I am web programmer(LAMP stack) &#38; 3x entrepreneur and planning to take a break from work to learn mobile dev.<p>Which mobile dev. shall I learn for next 3-4 months? Android or iOS? My end goal is build some mobile-first products in future.<p>Although, I will be hiring experienced folks to build these products but I prefer building working prototypes before taking up any business idea full time.<p>If possible, also suggest some good resource to learn whatever framework/OS you suggest.
======
tagabek
I would start with iOS. With each of these paths, you will be ready to build
your first project.

 _Books_

[http://www.amazon.com/Objective-C-Programming-Ranch-Guide-
Gu...](http://www.amazon.com/Objective-C-Programming-Ranch-Guide-
Guides/dp/0321706285/ref=sr_1_3?ie=UTF8&qid=1370308515&sr=8-3&keywords=big+nerd+ranch)

[http://www.amazon.com/iOS-Programming-Ranch-Edition-
Guides/d...](http://www.amazon.com/iOS-Programming-Ranch-Edition-
Guides/dp/0321821521/ref=sr_1_1?ie=UTF8&qid=1370308515&sr=8-1&keywords=big+nerd+ranch)

 _Videos_

<http://www.codeschool.com/paths/ios>

<http://teamtreehouse.com/library/ios-development>

------
dragos2
This is really a hard call. On one hand Java is easier to learn than Obj-C in
my opinion, on the other hand XCode provides a better workflow than Eclipse,
IntelliJ or the newly released Android Studio.

Some people suggested going with a multi-platform framework. I'm against that
because you will not really learn how Android or iOS apps really work.

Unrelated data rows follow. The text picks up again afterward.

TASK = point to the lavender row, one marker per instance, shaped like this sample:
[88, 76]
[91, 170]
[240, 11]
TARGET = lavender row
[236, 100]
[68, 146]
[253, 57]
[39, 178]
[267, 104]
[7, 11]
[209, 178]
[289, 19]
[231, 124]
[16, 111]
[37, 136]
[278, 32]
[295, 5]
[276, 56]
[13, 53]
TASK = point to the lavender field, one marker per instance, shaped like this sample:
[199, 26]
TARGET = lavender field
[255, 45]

For me, a multi-platform framework is really good when you have limited
resources and want to quickly build an app for more platforms. For learning
purposes, I recommend going native.

------
NicoJuicy
Android has a more iterative state of mind. I would do that. Also, It is
becoming much more popular, has more users, ... And seems to be winning the
fight for mobile phones.

Once you get the product right, you could convert it to iOS. But it takes
longer for having an iterative development process there... (long approval
time = long waiting for feedback, ...)

------
dragonbonheur
Go multi-platform with either Cordova(free), Monkey (cheap,
<http://www.monkeycoder.co.nz/> ) or Gamemaker (more expensive for mobile).
You'll have your prototypes ready in days instead of weeks for the last two
and maybe even without hiring anyone.

------
coryl
I learned iOS/Objective-C as my first programming language. I've tinkered
around with Android but haven't shipped much. I would recommend iOS. You get
the interface builder/storyboards which should help you prototype.

------
dunamis1
Android would be a good place to start if you intend going global with your
apps but if you focus is the States then you gotta start with iOS (although
you would still need to get into Android soon)

------
scheff
Suggest Appcelerator or Phonegap due to your web skills and the speed with
which you can pump out an app. I had a full working app in 3 months that ran
on both Android and iPhone. One code base.